My relationship with my sister was complicated by trauma – individual, shared, and often inflicted on the self and each other. Sometimes I couldn’t understand why I continued to forgive time and again, my sister seemed to almost despise me in her darkest hours, it still hurts to think about some of the things she’s said and done.
Before she died, we were estranged. I had stopped speaking to her nearly eight months prior to her sudden death.
Her friend mentioned that my sister had confided in her, teary-eyed, that she had said things to me that simply couldn’t be taken back, that somehow she didn’t know how she could find a way back to me and she was truly filled with regret. This friend had assured her that I would be forgiving as only family could be, but my sister just shook her head sadly and said, “I just don’t know how to make it right….I don’t know how to come back from where I am.”
This realization brings tears to my eyes. I struggled with the anger, the sorrow and the confusion. Angry at her, angry at myself. I felt the burning guilt of her abandonment and the shame of my abandoning her. I blamed myself, I blamed her husband, I blamed my parents, and most of all I blamed myself for not caring if she lived or died. How could she give up on her kids the way she did? How could she persist in drinking herself to death after the doctor told her not to drink anymore? How could she have let herself die? As if it were somehow a preventable inevitable.
It doesn’t end there.
I felt the pain her children were going through. I felt my mother’s pain. I felt my father’s pain. I felt my brother’s pain…I felt the pain all who loved her or had ever loved her felt because somehow it was easier to feel than dealing with my own pain. I was a tangled mess of contradictory emotions. I wish my sister had known I loved her, even when it hurt so much, I wish I could have forgiven her one more time.
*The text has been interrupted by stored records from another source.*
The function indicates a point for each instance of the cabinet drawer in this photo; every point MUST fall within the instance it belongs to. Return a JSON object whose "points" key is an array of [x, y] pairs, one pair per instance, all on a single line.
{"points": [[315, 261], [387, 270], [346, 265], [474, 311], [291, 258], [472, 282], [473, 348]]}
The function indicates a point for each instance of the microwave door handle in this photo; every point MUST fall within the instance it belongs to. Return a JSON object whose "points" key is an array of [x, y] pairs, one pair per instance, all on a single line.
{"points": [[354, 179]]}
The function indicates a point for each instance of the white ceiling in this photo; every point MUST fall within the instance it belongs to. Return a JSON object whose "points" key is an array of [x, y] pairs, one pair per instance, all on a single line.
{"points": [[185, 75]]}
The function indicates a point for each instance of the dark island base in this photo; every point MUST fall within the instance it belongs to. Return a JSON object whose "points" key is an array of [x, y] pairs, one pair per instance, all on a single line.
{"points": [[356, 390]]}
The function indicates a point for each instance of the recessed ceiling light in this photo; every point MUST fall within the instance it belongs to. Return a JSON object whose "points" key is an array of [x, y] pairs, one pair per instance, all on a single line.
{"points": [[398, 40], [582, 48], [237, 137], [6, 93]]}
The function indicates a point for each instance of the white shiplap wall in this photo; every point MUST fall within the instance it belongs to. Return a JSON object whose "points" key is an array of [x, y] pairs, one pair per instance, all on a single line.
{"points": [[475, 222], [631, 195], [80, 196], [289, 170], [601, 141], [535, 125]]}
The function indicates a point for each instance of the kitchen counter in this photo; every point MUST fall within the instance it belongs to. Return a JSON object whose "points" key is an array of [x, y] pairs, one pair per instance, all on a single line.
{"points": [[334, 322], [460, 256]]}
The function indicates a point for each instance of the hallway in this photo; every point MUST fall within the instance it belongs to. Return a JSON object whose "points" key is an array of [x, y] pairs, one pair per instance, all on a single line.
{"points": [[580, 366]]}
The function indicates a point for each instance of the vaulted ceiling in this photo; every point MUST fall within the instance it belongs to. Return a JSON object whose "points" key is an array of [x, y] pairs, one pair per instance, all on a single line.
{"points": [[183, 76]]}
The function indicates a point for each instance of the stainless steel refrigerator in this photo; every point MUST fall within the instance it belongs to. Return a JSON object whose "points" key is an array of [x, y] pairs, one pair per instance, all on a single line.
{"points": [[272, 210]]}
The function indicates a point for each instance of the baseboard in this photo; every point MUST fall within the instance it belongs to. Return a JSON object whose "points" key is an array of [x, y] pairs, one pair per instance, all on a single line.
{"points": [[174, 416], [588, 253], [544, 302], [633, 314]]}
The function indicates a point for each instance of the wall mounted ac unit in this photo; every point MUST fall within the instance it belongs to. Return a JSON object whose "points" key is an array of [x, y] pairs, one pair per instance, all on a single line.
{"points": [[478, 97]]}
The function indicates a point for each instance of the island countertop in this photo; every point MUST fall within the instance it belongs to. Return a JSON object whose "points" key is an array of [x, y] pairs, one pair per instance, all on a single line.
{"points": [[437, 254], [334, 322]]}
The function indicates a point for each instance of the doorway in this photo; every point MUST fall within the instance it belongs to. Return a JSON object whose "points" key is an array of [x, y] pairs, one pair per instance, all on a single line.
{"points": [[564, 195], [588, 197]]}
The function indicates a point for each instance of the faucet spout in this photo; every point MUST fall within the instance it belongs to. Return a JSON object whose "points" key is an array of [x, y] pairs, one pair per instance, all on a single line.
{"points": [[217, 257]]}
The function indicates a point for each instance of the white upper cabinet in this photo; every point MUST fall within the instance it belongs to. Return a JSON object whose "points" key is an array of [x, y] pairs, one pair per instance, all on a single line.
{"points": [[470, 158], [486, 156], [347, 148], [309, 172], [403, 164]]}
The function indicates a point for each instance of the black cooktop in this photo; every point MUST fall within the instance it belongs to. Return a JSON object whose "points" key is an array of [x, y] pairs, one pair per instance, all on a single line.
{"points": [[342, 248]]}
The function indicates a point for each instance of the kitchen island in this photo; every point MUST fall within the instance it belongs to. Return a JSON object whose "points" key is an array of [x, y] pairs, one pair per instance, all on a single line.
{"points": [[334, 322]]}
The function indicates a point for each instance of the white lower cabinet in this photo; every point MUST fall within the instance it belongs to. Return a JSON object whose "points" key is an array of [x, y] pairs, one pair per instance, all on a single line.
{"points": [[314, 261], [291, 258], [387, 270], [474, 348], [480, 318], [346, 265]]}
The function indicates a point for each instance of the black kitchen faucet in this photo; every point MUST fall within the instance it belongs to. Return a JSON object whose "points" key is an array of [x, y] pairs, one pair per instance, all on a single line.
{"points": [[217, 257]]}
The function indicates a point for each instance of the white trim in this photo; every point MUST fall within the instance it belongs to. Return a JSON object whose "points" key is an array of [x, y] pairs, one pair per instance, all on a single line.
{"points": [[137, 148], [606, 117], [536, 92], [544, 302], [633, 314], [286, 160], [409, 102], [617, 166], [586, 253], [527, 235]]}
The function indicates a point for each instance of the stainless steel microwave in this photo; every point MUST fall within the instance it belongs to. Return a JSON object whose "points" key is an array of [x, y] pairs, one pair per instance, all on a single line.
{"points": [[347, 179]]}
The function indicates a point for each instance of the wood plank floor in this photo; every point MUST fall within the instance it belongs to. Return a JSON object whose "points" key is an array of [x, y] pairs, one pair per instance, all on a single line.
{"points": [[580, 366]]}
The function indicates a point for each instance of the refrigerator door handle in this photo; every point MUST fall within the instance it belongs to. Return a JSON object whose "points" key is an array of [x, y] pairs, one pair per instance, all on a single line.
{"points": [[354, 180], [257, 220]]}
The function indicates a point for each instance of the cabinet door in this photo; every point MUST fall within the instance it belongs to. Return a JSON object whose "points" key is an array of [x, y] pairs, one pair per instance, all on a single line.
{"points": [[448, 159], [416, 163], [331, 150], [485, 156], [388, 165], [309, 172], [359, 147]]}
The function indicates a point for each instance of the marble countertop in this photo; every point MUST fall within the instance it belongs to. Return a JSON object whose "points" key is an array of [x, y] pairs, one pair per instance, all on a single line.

I wish I could have been the bigger person one more time, even at the expense of my own wellbeing. I wish I could have been selfless so I wouldn’t have to feel so helplessly selfish right now…I wish so much that she was still alive so I could just say it would all be alright again, that I would make it right.
A year after my sister died, as I continued to work through my anger and guilt, I made the decision to go back to therapy again. It had been many years since my last attempt to wrestle with cognitive-behavioral therapy and this time I finally found myself a therapist who could help me work through everything in my past that persisted in holding me back. I found a trauma-informed therapist who could help me work through the shame, the guilt, the grief, the self-flagellation, the anger, and the abandonment…barely skimming the surface of my childhood and the understanding of the all the things my sister, my brother and I had in common.
I fear my brother dying if he drinks too much. I fear my brother dying if he works too much. I fear my brother dying if he works out too much. I fear my brother dying if he thinks too much.
I fear my brother dying.
I don’t want my brother to die. He’s all I have left of what was my sister and I.
I didn’t want my sister to die.
And yet…
My sister is dead.

Time. You need time to heal. Don’t rush it, it may take years until you make peace with what happened
I think whiting is so therapeutic. Continue at it!